Cancer Biomarker Development, Oncology Research and Development, AstraZeneca, Gaithersburg, MD, USA.
Translational Medicine, Oncology Research and Development, AstraZeneca, Gaithersburg, MD, USA.
Mol Oncol. 2024 Nov;18(11):2607-2611. doi: 10.1002/1878-0261.13724. Epub 2024 Aug 30.

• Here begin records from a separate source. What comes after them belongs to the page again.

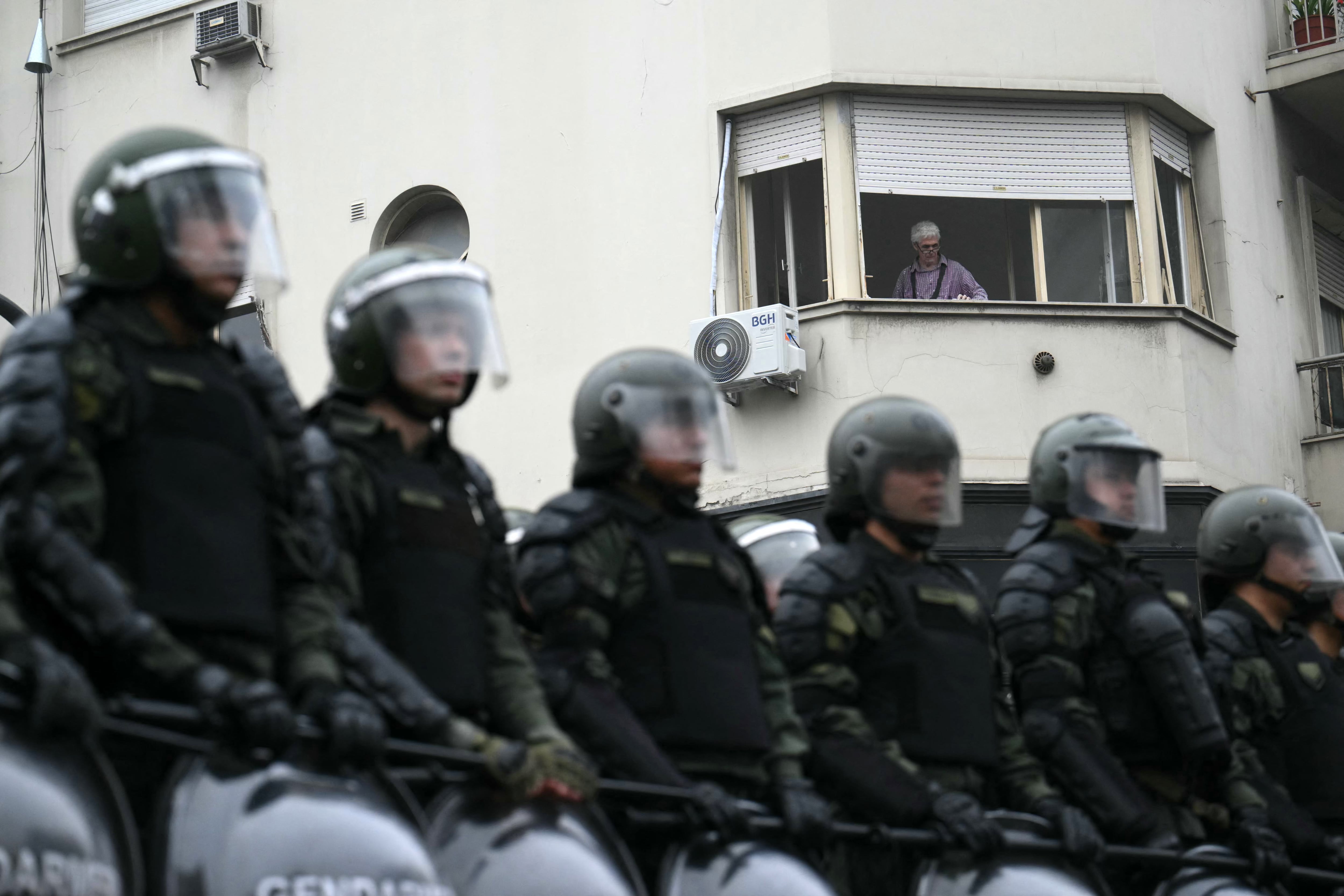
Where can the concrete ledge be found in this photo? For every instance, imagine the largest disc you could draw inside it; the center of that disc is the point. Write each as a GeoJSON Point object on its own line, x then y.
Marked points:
{"type": "Point", "coordinates": [104, 35]}
{"type": "Point", "coordinates": [1033, 311]}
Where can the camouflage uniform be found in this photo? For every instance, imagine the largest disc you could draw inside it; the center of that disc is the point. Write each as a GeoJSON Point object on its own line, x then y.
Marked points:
{"type": "Point", "coordinates": [835, 611]}
{"type": "Point", "coordinates": [1060, 612]}
{"type": "Point", "coordinates": [585, 576]}
{"type": "Point", "coordinates": [514, 703]}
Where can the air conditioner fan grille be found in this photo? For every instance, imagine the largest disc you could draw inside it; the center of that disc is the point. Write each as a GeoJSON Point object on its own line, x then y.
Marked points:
{"type": "Point", "coordinates": [724, 350]}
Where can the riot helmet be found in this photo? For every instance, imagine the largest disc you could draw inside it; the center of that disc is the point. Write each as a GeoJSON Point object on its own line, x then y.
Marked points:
{"type": "Point", "coordinates": [647, 405]}
{"type": "Point", "coordinates": [894, 460]}
{"type": "Point", "coordinates": [416, 326]}
{"type": "Point", "coordinates": [1272, 538]}
{"type": "Point", "coordinates": [776, 546]}
{"type": "Point", "coordinates": [1095, 467]}
{"type": "Point", "coordinates": [178, 209]}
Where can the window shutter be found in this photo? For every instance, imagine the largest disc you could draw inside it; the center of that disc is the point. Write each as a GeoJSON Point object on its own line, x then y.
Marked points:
{"type": "Point", "coordinates": [1330, 264]}
{"type": "Point", "coordinates": [777, 138]}
{"type": "Point", "coordinates": [104, 14]}
{"type": "Point", "coordinates": [983, 148]}
{"type": "Point", "coordinates": [1171, 144]}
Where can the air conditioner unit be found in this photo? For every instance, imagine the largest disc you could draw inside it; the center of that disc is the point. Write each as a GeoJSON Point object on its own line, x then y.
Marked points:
{"type": "Point", "coordinates": [225, 29]}
{"type": "Point", "coordinates": [752, 348]}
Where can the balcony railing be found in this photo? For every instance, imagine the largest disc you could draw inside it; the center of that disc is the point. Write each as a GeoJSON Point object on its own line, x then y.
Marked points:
{"type": "Point", "coordinates": [1307, 25]}
{"type": "Point", "coordinates": [1327, 391]}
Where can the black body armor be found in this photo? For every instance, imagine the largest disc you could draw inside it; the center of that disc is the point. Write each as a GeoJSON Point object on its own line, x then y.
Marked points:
{"type": "Point", "coordinates": [189, 492]}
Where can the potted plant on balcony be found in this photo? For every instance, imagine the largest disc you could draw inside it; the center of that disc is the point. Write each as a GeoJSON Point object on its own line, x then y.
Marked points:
{"type": "Point", "coordinates": [1314, 23]}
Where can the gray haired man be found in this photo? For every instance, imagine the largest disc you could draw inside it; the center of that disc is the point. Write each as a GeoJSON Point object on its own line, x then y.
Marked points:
{"type": "Point", "coordinates": [933, 274]}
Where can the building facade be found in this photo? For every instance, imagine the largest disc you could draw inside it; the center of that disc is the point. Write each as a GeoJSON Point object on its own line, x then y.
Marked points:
{"type": "Point", "coordinates": [1150, 193]}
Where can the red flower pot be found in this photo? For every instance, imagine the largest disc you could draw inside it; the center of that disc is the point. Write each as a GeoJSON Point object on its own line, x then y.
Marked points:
{"type": "Point", "coordinates": [1314, 31]}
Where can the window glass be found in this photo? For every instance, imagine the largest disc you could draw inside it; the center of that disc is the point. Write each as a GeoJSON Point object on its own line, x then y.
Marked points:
{"type": "Point", "coordinates": [1332, 323]}
{"type": "Point", "coordinates": [1086, 252]}
{"type": "Point", "coordinates": [1173, 220]}
{"type": "Point", "coordinates": [787, 235]}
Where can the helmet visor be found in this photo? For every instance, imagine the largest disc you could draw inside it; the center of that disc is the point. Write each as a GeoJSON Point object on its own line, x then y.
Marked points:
{"type": "Point", "coordinates": [917, 490]}
{"type": "Point", "coordinates": [217, 227]}
{"type": "Point", "coordinates": [1117, 487]}
{"type": "Point", "coordinates": [1299, 555]}
{"type": "Point", "coordinates": [439, 331]}
{"type": "Point", "coordinates": [687, 425]}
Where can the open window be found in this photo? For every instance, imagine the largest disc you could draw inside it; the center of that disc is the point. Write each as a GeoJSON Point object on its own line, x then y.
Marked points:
{"type": "Point", "coordinates": [783, 209]}
{"type": "Point", "coordinates": [1034, 199]}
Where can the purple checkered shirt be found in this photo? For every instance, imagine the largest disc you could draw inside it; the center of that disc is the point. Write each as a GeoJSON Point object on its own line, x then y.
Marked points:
{"type": "Point", "coordinates": [956, 283]}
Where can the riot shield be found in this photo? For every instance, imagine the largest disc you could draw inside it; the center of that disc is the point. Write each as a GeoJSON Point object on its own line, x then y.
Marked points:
{"type": "Point", "coordinates": [1013, 872]}
{"type": "Point", "coordinates": [65, 828]}
{"type": "Point", "coordinates": [705, 867]}
{"type": "Point", "coordinates": [1207, 882]}
{"type": "Point", "coordinates": [280, 831]}
{"type": "Point", "coordinates": [487, 845]}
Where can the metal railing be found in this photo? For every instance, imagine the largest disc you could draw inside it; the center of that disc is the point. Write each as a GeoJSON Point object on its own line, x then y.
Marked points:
{"type": "Point", "coordinates": [1327, 391]}
{"type": "Point", "coordinates": [1307, 25]}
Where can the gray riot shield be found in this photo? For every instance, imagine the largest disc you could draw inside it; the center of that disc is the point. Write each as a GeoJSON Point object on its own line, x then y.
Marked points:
{"type": "Point", "coordinates": [1013, 872]}
{"type": "Point", "coordinates": [65, 829]}
{"type": "Point", "coordinates": [487, 845]}
{"type": "Point", "coordinates": [707, 868]}
{"type": "Point", "coordinates": [1207, 882]}
{"type": "Point", "coordinates": [288, 832]}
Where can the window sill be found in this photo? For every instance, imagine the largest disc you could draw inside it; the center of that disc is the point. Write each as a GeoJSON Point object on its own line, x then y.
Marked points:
{"type": "Point", "coordinates": [112, 33]}
{"type": "Point", "coordinates": [1068, 311]}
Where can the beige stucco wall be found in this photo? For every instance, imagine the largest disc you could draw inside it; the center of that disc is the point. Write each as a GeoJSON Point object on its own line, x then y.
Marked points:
{"type": "Point", "coordinates": [582, 142]}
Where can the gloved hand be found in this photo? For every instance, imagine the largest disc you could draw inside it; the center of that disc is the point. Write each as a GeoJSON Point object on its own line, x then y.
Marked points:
{"type": "Point", "coordinates": [252, 711]}
{"type": "Point", "coordinates": [1261, 844]}
{"type": "Point", "coordinates": [61, 700]}
{"type": "Point", "coordinates": [807, 816]}
{"type": "Point", "coordinates": [552, 768]}
{"type": "Point", "coordinates": [961, 820]}
{"type": "Point", "coordinates": [1077, 832]}
{"type": "Point", "coordinates": [355, 729]}
{"type": "Point", "coordinates": [718, 809]}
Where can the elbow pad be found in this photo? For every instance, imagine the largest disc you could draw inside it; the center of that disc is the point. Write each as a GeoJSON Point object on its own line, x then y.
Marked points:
{"type": "Point", "coordinates": [1160, 645]}
{"type": "Point", "coordinates": [1092, 776]}
{"type": "Point", "coordinates": [382, 677]}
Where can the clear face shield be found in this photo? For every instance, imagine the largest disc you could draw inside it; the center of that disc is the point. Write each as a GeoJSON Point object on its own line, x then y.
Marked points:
{"type": "Point", "coordinates": [216, 225]}
{"type": "Point", "coordinates": [1117, 487]}
{"type": "Point", "coordinates": [777, 549]}
{"type": "Point", "coordinates": [1300, 557]}
{"type": "Point", "coordinates": [687, 425]}
{"type": "Point", "coordinates": [920, 491]}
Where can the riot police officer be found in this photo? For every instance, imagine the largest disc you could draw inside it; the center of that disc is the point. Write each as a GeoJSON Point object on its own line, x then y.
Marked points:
{"type": "Point", "coordinates": [776, 546]}
{"type": "Point", "coordinates": [156, 495]}
{"type": "Point", "coordinates": [1107, 671]}
{"type": "Point", "coordinates": [410, 331]}
{"type": "Point", "coordinates": [892, 648]}
{"type": "Point", "coordinates": [1267, 558]}
{"type": "Point", "coordinates": [655, 644]}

The incorporation of novel therapeutic agents such as antibody-drug conjugates, radio-conjugates, T-cell engagers, and chimeric antigen receptor cell therapies represents a paradigm shift in oncology. Cell-surface target quantification, quantitative assessment of receptor internalization, and changes in the tumor microenvironment (TME) are essential variables in the development of biomarkers for patient selection and therapeutic response. Assessing these parameters requires capabilities that transcend those of traditional biomarker approaches based on immunohistochemistry, in situ hybridization and/or sequencing assays. Computational pathology is emerging as a transformative solution in this new therapeutic landscape, enabling detailed assessment of not only target presence, expression levels, and intra-tumor distribution but also of additional phenotypic features of tumor cells and their surrounding TME. Here, we delineate the pivotal role of computational pathology in enhancing the efficacy and specificity of these advanced therapeutics, underscoring the integration of novel artificial intelligence models that promise to revolutionize biomarker discovery and drug development.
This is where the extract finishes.